Referendum or Citizens’ Assembly? The Plot Thickens

Published: 25 April 2019
We are now only two years from the next Scottish Parliament elections. The current parliament will have sat for five years by May 2021, the extra year designed to prevent a clash with the UK General Election in 2020. Since there is no guarantee that the SNP will still be in power after the next Holyrood vote, the clock is ticking on its attempt to make the case once more for independence and hope that the UK Parliament will extend legal authority to hold another referendum. Right now the prospects do not look good. The UK Government is steadfastly opposed to the idea, and as MPs continue to squabble over Brexit, ‘referendum’ is not the most popular word at Westminster.
A number of points in Nicola Sturgeon’s announcement yesterday are constitutionally interesting. The First Minister seems to accept that the Scottish Parliament does not have the lawful power to legislate for an independence referendum without the consent of Westminster, and instead proposes a more modest ‘framework bill’ to lay out the procedure for such a referendum, were the authority to hold one to be granted: ‘We do not need a transfer of power such as a Section 30 order to pass such a framework bill, though we would need it to put beyond doubt … our ability to apply the bill to an independence referendum.’ Will such a framework bill itself be legal? We won’t be clearer on this until it is published, when the Presiding Officer will be asked for his view; but it is likely to be a cautious measure if the general tenor of the FM’s announcement is anything to go by.

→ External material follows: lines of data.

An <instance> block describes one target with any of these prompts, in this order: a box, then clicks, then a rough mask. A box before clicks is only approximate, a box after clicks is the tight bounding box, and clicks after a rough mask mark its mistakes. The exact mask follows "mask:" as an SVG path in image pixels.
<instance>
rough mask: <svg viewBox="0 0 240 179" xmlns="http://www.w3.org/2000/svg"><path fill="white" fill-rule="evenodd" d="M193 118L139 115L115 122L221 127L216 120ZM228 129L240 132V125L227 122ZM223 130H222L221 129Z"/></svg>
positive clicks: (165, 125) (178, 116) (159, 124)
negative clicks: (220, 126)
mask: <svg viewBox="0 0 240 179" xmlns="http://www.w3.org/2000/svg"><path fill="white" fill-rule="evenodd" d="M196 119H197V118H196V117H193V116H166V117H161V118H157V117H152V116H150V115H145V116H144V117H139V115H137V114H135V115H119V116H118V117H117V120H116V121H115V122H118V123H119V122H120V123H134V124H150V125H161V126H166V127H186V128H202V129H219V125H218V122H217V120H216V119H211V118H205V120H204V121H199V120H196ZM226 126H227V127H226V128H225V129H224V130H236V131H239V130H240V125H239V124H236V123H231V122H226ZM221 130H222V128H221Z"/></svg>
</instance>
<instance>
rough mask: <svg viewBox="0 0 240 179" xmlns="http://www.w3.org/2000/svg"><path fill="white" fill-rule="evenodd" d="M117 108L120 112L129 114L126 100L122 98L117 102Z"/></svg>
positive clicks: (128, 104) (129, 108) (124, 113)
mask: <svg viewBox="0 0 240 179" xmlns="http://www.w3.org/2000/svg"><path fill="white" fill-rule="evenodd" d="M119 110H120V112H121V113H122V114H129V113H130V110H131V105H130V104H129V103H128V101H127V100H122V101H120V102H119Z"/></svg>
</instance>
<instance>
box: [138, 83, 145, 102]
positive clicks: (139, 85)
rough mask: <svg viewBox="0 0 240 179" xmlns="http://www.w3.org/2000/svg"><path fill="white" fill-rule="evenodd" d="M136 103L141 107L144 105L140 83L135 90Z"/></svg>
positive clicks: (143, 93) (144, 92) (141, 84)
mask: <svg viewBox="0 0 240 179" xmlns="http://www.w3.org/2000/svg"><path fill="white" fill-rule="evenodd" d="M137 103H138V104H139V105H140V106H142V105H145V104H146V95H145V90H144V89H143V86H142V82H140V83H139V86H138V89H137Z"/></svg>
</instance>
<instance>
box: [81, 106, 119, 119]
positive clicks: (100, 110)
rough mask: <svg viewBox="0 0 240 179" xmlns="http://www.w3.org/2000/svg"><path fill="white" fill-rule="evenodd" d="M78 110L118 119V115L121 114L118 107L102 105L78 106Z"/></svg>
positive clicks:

This is clearly a non-confrontational strategy. It is arguable that the Scottish Parliament already possesses the power to go further and stage an ‘advisory’ referendum, but the Scottish Government seems unconvinced by this, and presumably does not relish a battle either with the Presiding Officer (who recently contested the lawfulness of the Continuity Bill) or with the Law Officers. At a time when the SNP seeks to win over wavering voters, a complex and potentially fraught legal battle does not make good sense. The SNP may also be hoping for an early general election, anticipating that a Labour Government would be more amenable to its call for a second independence referendum. If nothing else, the demand for another independence vote will be core to the SNP’s 2021 manifesto.
More intriguingly, the First Minister seems to be returning the SNP to a more gradualist approach to independence. We have seen this both in her embrace of the Scottish Growth Commission report last year, but now also in her proposal for cross-party talks on the constitutional future and for a citizens’ assembly. The latter would presumably be asked to consider a range of constitutional options put forward by unionist as well as nationalist parties, although it is not clear if it will be selected randomly or on a ‘representative’ basis. Given that both Scottish Labour and the Conservatives have been engaged in thinking through various ‘federal’ options for the UK, such a forum could lead to a more intriguing constitutional debate than many may at present anticipate. But would it work? Citizens’ assemblies in other countries tend to be given single issues to consider; it would be ambitious to expect such a body to engage in a much broader assessment of constitutional options, but fascinating all the same.
In making her address, the First Minister no doubt faced a dilemma in trying to appease independence hard-liners within her party while also avoiding any legally-risky steps that might backfire, particularly with undecided voters; all in the context of a Brexit process that remains entirely unpredictable. The upshot is an announcement which is very cautious in its short-term aims but which over time may well lead to a broader and more innovative constitutional debate. 
Stephen Tierney is Professor of Constitutional Theory in the School of Law, University of Edinburgh and a Senior Fellow of the Centre on Constitutional Change. He serves as Legal Adviser to the House of Lords Constitution Committee. This post is written in a personal capacity.